ABOUT THE COMMUNITY: The Lismore-based Westpac Life Saver Rescue Helicopter general manager Kris Beavis. Mark Stapelberg

RescUe Day: Your turn to rescue the Westpac chopper

PLUNGING out of helicopters on a rope in order to save people's lives is an everyday reality for the team at the Westpac Life Saver Rescue Helicopter Service, who are now asking for a little rescuing themselves.

The "ambulance of the skies" is putting the "U" into the rescue by re-branding its annual fundraising day to RescUe Day.

The service's fundraising manager, Zeke Huish, explained: "Rescues can come in many forms, be it a hospital transfer or saving someone from a sinking boat.

"The service is on standby 24 hours a day to serve the community and on RescUe Day we are looking to highlight that there is no 'RESCUE' without 'U' and just how vital donation support is to help us to continue saving lives across the region.

"Last financial year we performed over 400 missions, and as a local charity that relies on community support to help fundraise over $4 million each year, we invite everyone to be part of the RescUe Day fun and give their support."

So today, on RescUe Day, a simple donation in the envelopes inserted into The Northern Star can make a huge difference to someone's life, or mean the difference between life and death.

General manager of the service Kris Beavis said it was stunning just how much the parts cost on the aircraft.

"But that's the background noise to what we're really about," said Kris.

"Regardless of how someone got themselves into a circumstance, if we're able to intervene and provide a better outcome for that individual and by that ripple effect, the whole family or their whole community even, that's such a positive experience for everyone here.

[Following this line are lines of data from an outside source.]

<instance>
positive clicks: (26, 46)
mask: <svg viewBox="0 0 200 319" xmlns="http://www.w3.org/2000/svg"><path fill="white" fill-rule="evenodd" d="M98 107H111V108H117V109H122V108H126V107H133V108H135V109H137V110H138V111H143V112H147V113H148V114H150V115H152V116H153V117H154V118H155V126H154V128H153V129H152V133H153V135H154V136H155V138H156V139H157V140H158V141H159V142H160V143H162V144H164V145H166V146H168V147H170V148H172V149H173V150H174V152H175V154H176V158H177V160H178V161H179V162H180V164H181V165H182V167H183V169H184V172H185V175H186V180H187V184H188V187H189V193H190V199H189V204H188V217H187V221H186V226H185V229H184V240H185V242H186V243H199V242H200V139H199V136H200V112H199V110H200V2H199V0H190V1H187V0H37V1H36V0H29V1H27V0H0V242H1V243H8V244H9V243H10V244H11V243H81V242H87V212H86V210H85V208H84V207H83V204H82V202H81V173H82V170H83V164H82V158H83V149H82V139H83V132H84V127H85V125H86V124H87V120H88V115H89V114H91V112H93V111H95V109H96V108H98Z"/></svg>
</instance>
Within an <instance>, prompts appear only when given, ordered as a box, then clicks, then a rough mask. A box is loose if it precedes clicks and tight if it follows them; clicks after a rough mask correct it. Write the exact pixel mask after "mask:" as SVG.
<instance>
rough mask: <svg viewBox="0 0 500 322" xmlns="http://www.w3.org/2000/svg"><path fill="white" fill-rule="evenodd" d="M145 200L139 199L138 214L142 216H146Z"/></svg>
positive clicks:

"We do need our community, we've come from the community and we're there for the community but we do recognise that every day we're chasing the dime and making sure that our community doesn't take us for granted."

Kris said the worst possible scenario was that people might take the view that the helicopters would always be there.

"We'd probably ask people to refocus and think about what would happen if the helicopter wasn't there and that's probably the strongest message that we can give to anyone. Please don't take us for granted."

AUSTRALIAN Ironman and dual Olympian, Ky Hurst will be making a special appearance at the Westpac Lifesaver Rescue Helicopter Service's annual Open Day this Saturday August 15. The Open Day is full of fun activities for the whole family including winch rides, face painting, a jumping castle for kids as well as NBN Big Dog and an NRL pass the ball promotion.

Ky is the program ambassador for the Westpac Lifesaver Rescue Helicopter Schools Program, which forms part of Westpac's continued support of the service and provides an educational resource designed to teach Australian primary school students the importance of not-for-profit emergency services to their local community.

As a father himself, Ky is passionate about this education for children and in particular, about the life saving work performed by the rescue helicopters.

Ky's list of achievements include being the youngest contender in the Uncle Toby's Super series, winning three titles consecutively at the age of 15, winning 30 Australian Surf titles making him the second highest medal winner in Surf Lifesaving's Hall of Fame and competing in the 1998 World Aquatics Championships, 2008 Summer Olympics and 2012 London Olympics.

For your chance to meet Ky and the pilots and crew of the Westpac Life Saver Rescue Helicopter, visit their Open Day being held at the helibase, 60 Brunswick Street Lismore, gates open from 9.30am to 1.30pm.